As histórias de ginastas baianas que representam o Brasil pelo mundo
texto Anna Luiza e Stella Ribeiro
multimídia Nadja Anjos
diagramação Nadja Anjos
narração Micaele Santos
colagem Stella Ribeiro
Três arcos e duas bolas. Cada um dos objetos sobrevoa o tablado de 13×13 metros para logo serem capturados por mãos ágeis e talentosas. Ao som de “Bamboo” e “O Desconhecido”, Ana Maria Maciel, Dayane Camilo, Fernanda Cavalieri, Jennifer Oliveira e Larissa Barata ocupam o centro das atenções no Estádio Galatsi, em Atenas.
Em meio a saltos complicados, os aparelhos são alçados e apanhados de diferentes formas por mãos, pernas e braços. O importante é não deixá-los cair. Entre arrastos, passadas e jogadas, quase um deslize: um dos arcos se projeta para fora do tablado. Uma correria começa. Em menos de cinco segundos, Larissa, sem sair do ritmo, dá duas passadas para o lado e com habilidade evita uma possível tragédia em rede internacional de rádio e televisão. Suspiro.

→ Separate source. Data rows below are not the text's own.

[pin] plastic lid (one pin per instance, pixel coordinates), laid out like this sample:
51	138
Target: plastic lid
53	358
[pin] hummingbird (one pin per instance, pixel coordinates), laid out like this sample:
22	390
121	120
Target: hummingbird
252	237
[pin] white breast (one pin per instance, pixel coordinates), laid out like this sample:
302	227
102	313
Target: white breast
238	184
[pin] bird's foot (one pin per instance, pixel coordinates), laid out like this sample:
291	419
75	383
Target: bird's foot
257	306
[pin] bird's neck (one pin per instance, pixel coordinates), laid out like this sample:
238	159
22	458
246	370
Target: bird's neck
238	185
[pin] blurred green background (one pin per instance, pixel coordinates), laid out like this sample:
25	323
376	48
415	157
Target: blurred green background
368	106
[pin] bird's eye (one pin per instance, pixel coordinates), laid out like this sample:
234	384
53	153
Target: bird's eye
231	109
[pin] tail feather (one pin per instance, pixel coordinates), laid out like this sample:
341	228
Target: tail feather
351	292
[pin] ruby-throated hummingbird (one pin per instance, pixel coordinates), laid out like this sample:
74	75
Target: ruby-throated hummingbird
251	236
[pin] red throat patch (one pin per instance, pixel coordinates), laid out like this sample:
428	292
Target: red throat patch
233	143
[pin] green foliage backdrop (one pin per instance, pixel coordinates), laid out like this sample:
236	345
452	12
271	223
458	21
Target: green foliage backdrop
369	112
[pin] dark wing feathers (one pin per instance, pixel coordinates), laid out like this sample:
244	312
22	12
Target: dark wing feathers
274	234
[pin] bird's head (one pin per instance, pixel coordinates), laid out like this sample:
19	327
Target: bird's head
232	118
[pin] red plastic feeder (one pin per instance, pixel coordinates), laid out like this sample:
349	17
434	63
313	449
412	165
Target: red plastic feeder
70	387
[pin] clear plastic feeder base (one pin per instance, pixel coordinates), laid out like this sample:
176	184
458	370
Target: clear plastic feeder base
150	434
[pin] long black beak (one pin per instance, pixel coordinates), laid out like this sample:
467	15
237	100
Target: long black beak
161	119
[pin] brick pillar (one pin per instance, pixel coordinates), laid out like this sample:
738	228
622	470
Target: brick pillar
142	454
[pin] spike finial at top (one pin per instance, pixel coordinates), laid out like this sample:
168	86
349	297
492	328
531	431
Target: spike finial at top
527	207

A elasticidade de seu corpo impressiona. Ao contrário da anatomia convencional, pé e cabeça se encontram constantemente. Entre elevações de pernas, giros e saltos de dança elaborados, passa a existir um corpo conectado, em que o limite é quase inexistente. Mas não basta ser elástica, tem que ter beleza. E a graciosidade se espalha em Atenas pelo andar na ponta do pé, pelo gingado e pelo sorriso.
Em frente à televisão de tubo, os olhos de Marcela quase não piscam. No visor, um close em Larissa Barata revela sua simpatia e alívio por ter dado tudo de si no tablado. Mas teria sido suficiente? Marcela acredita que sim. Um placar surge abaixo na tela e, com um bom tom de mistério, o resultado aparece. Festa brasileira em Atenas. O país se classifica para a final por equipes de ginástica rítmica nos Jogos Olímpicos de 2004.
Tela preta. Rebobina-se a fita.
Era dessa forma que a menina em frente à televisão alimentava seu sonho de criança. Em fitas VHS emprestadas pela treinadora, ela assistia a antigas apresentações da equipe brasileira de ginástica rítmica em Olimpíadas. As gravações serviam para lembrá-la do encanto e do fascínio de seus olhos ao perceber o amor pela ginástica pela primeira vez.
Soteropolitana, Marcela Menezes, 35, iniciou sua carreira esportiva no Colégio ISBA (Instituto Social da Bahia). Traquina desde muito nova, chegou a praticar Ballet e Jazz como uma tentativa de extravasar sua energia, mas foi na ginástica rítmica que fixou raízes. Por incentivo da mãe, iniciou os primeiros passos no esporte aos 9 anos, idade já avançada para os padrões atuais, e aos poucos foi tendo a certeza de que continuaria por muito tempo.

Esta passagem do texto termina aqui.